FY, 28, from Ethiopia, smiled as the Criminal Court announced that she was guilty of the premeditated murder of her fellow maid, Hana Shamso, in the laundry room of the villa where they both worked.

Police broke into the room to find Shamso on her back in a pool of blood, having been stabbed repeatedly in the face, neck and chest, while her attacker was sat nearby, bleeding heavily with a meat skewer embedded in her neck. Investigators realised later that the surviving maid had stabbed herself with the meat skewer to make it look as though she was defending herself.

Prosecutors told the court that the maid had planned the murder, smuggling the knife into the laundry room on the morning of July 9 last year as she waited for Shamso to walk in. When she did so, the maid locked the door and attacked her.
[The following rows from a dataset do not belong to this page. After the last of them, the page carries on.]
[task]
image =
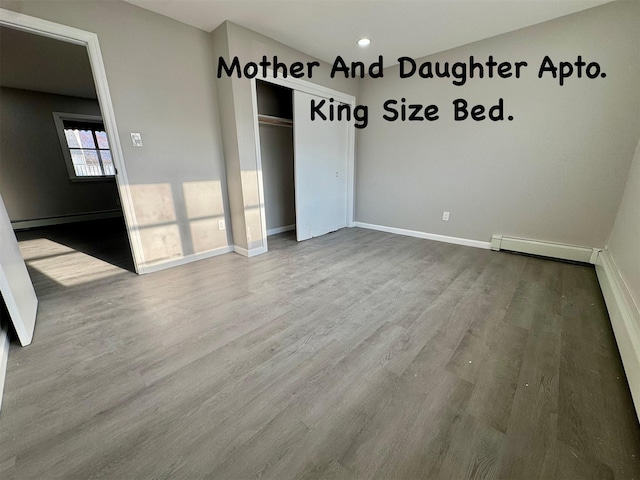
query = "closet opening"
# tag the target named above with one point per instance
(275, 124)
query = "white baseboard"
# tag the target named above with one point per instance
(429, 236)
(194, 257)
(625, 320)
(249, 253)
(79, 217)
(275, 231)
(4, 357)
(545, 249)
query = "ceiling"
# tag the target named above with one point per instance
(34, 62)
(327, 28)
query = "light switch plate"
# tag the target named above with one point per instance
(136, 139)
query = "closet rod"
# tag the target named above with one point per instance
(283, 122)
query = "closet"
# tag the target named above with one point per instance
(275, 121)
(307, 165)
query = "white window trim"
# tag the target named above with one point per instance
(59, 118)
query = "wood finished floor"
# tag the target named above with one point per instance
(359, 354)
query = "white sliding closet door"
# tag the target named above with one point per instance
(321, 150)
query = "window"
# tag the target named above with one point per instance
(85, 146)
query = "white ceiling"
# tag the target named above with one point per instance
(327, 28)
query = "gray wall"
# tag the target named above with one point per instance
(624, 243)
(555, 173)
(161, 78)
(34, 180)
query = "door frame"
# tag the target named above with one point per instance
(320, 91)
(89, 40)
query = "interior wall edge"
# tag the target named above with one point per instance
(624, 315)
(428, 236)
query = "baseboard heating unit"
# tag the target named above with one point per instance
(545, 249)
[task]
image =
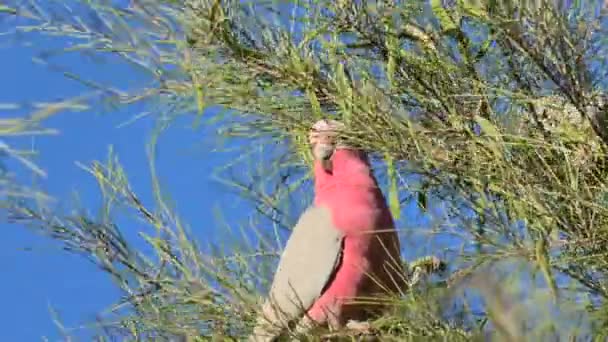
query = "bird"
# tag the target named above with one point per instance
(343, 247)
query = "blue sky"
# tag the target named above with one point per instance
(38, 274)
(34, 279)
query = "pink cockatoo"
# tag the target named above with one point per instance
(343, 247)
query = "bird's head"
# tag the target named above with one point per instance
(323, 139)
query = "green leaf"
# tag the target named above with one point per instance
(487, 127)
(447, 24)
(393, 191)
(542, 259)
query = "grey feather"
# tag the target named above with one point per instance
(308, 262)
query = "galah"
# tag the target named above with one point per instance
(342, 248)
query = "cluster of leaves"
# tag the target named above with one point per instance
(490, 112)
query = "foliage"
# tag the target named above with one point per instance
(489, 115)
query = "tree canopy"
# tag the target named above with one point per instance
(490, 117)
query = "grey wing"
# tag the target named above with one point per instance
(307, 263)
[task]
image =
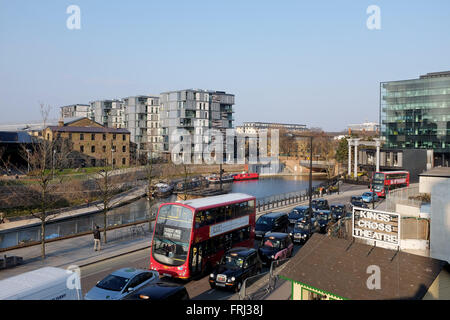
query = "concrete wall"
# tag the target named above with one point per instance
(440, 288)
(440, 221)
(427, 183)
(414, 161)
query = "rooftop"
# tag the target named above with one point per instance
(442, 172)
(339, 266)
(210, 201)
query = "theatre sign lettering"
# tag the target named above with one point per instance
(376, 225)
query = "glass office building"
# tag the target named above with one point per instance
(415, 114)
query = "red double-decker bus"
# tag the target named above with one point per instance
(191, 236)
(383, 182)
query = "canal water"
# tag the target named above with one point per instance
(140, 210)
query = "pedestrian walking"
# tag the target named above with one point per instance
(97, 245)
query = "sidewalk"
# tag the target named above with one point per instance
(79, 251)
(121, 199)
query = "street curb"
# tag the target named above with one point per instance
(114, 256)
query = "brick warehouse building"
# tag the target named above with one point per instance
(91, 143)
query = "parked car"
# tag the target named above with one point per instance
(369, 196)
(337, 211)
(275, 246)
(302, 231)
(121, 283)
(271, 222)
(323, 218)
(298, 213)
(159, 291)
(236, 265)
(356, 199)
(359, 204)
(320, 204)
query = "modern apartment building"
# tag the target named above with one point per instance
(154, 127)
(196, 111)
(75, 111)
(415, 114)
(138, 114)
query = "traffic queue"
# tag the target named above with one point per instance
(275, 234)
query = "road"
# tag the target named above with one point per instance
(197, 289)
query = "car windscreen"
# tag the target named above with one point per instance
(271, 243)
(301, 226)
(265, 221)
(113, 283)
(232, 261)
(297, 213)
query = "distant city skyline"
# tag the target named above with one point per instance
(314, 63)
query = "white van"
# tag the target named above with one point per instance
(42, 284)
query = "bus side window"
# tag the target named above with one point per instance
(236, 210)
(220, 214)
(229, 212)
(199, 219)
(209, 217)
(251, 206)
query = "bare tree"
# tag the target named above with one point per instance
(44, 156)
(152, 174)
(108, 186)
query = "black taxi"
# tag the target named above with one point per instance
(236, 265)
(275, 246)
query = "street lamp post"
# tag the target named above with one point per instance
(310, 183)
(112, 158)
(28, 160)
(310, 180)
(53, 164)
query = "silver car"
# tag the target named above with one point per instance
(121, 283)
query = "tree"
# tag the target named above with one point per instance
(108, 185)
(43, 157)
(152, 173)
(342, 151)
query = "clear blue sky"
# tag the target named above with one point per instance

Another maid who worked at the villa in Al Bidaa, AB, from Indonesia, was awoken by her colleagues' screams and ran to the kitchen to inform the household's cooks.

The cooks rushed to the laundry room to investigate.

"We banged on the door and asked the woman to open up but they didn't," recalled one of the cooks, from India, adding that he and his co-workers tried in vain to unlock the door.

Ten minutes later, the laundry room fell silent. One of the cooks climbed a ladder to peak through the vent. He saw blood in the sink and called police.

The room remained silent for the next 40 minutes while the police arrived. Officers broke the door open and found Shamso lying in the pool of blood with a knife next to her.

The surviving maid was rushed to hospital. A Yemeni paramedic recalled that when the maid removed the meat skewer from her own neck shortly after arriving at the Accident and Emergency department.

Hospital psychiatrists found the maid to be mentally fit.

Investigators could initially find no motive for the murder, which was made more baffling because 10 of their fellow household workers testified that the two women had no history of fighting.

The surviving maid arrived in the country about five months before the murder, while her victim had been working at the house for three years and had helped her to settle in, often allowing her to use her mobile phone to call family in Ethiopia.

Police said the maid confessed to the murder when she was arrested, saying she was upset at being described as "crazy" by her co-workers. She said that shortly after she arrived in the country she heard some of the Indian maids and cooks use a Hindi word to describe her. She asked a fellow Ethiopian and was told the word meant "crazy". She blamed her victim for starting off the insult.

The verdict is subject to appeal within 15 days.

The maid has also been referred to the Misdemeanours Court on a charge of attempted suicide.